Transport peak in thermal spectral function of ${\cal N}=4$
supersymmetric Yang-Mills plasma at intermediate coupling
Physical Review Letters American Physical Society (2018)
Authors:
Jorge Casalderrey-Solana, Sašo Grozdanov, Andrei O Starinets
Abstract:
We study the structure of thermal spectral function of the stress-energy
tensor in ${\cal N}=4$ supersymmetric Yang-Mills theory at intermediate 't
Hooft coupling and infinite number of colors. In gauge-string duality, this
analysis reduces to the study of classical bulk supergravity with
higher-derivative corrections, which correspond to (inverse) coupling
corrections on the gauge theory side. We extrapolate the analysis of
perturbative leading-order corrections to intermediate coupling by
non-perturbatively solving the equations of motion of metric fluctuations dual
to the stress-energy tensor at zero spatial momentum. We observe the emergence
of a separation of scales in the analytic structure of the thermal correlator
associated with two types of characteristic relaxation modes.
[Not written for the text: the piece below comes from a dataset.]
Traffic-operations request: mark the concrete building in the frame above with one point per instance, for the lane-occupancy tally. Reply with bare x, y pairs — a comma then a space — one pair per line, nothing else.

As a consequence
of this separation, the associated spectral function exhibits a narrow
structure in the small frequency region which controls the dynamics of
transport in the theory and may be described as a transport peak typically
found in perturbative, weakly interacting thermal field theories. We compare
our results with generic expectations drawn from perturbation theory, where
such a structure emerges as a consequence of the existence of quasiparticles.